Recover standard deviation of log returns of stocks $\sigma_k$ from formula:

$$\sigma^2_k = \sum_{j}^{min\{k,j\}} \sigma^2_{k,j}$$

In [14]:
sigma = np.sum(Sigma**2,axis = 1)**(0.5)
print(sigma)

[0.124 0.190 0.221 0.271]


It should be consistent with the $\sigma$ we computed in the last part.

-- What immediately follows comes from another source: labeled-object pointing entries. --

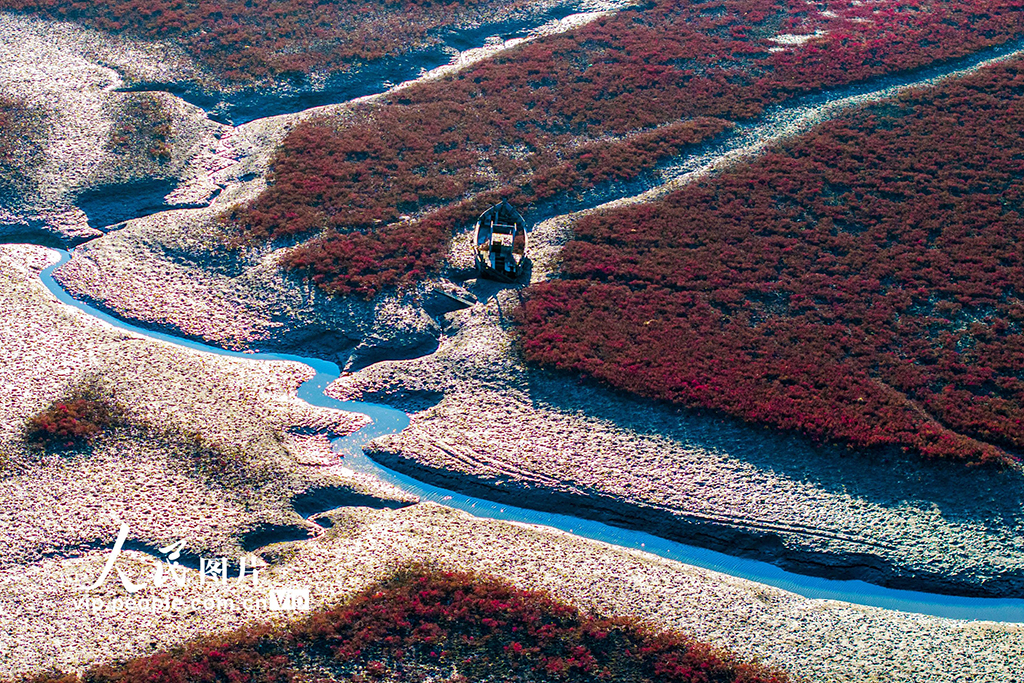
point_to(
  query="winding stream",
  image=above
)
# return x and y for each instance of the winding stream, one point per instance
(389, 421)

Recover the corrlation matrx $\rho$:

In [35]:
ss = np.outer(sigma,sigma)

corrMat = covMat/ss
print(corrMat)

[[1.000 0.624 0.570 0.490]
 [0.624 1.000 0.453 0.606]
 [0.570 0.453 1.000 0.363]
 [0.490 0.606 0.363 1.000]]


Recover matrix $\Sigma_R$:

$$\Sigma_R = diag[\sigma]^{-1} \Sigma$$

In [37]:
R = np.dot(np.diag(sigma**(-1)),Sigma)
print(R)

[[1.000 0.000 0.000 0.000]
 [0.624 0.781 0.000 0.000]
 [0.570 0.124 0.812 0.000]
 [0.490 0.384 0.044 0.781]]


## (d) Measure of diversity $d$:

$$ d = det(R)^{1/n}$$

In [51]:
d = np.linalg.det(R)**(1/n)
print(d)

0.839125928067


To answer which 2 stocks out of the 3 are the most diversified combination, we can maximize the determinant of the remaining R after removing 1 stocks.

In [80]:
print('If we remove stock 1, d = %.5f\nIf we remove stock 2, d = %.5f \nIf we remove stock 3, d = %.5f' % (np.product(R[[0,2,3],[0,2,3]]),
    np.product(R[[0,1,3],[0,1,3]]),
    np.product(R[[0,1,2],[0,1,2]])))

If we remove stock 1, d = 0.63443
If we remove stock 2, d = 0.61063 
If we remove stock 3, d = 0.63454


In [81]:
universe

['SPY', 'GOOG', 'AAPL', 'AMZN']

In concludsion, the second stock (GOOGLE) and the third (APPLE) are the best.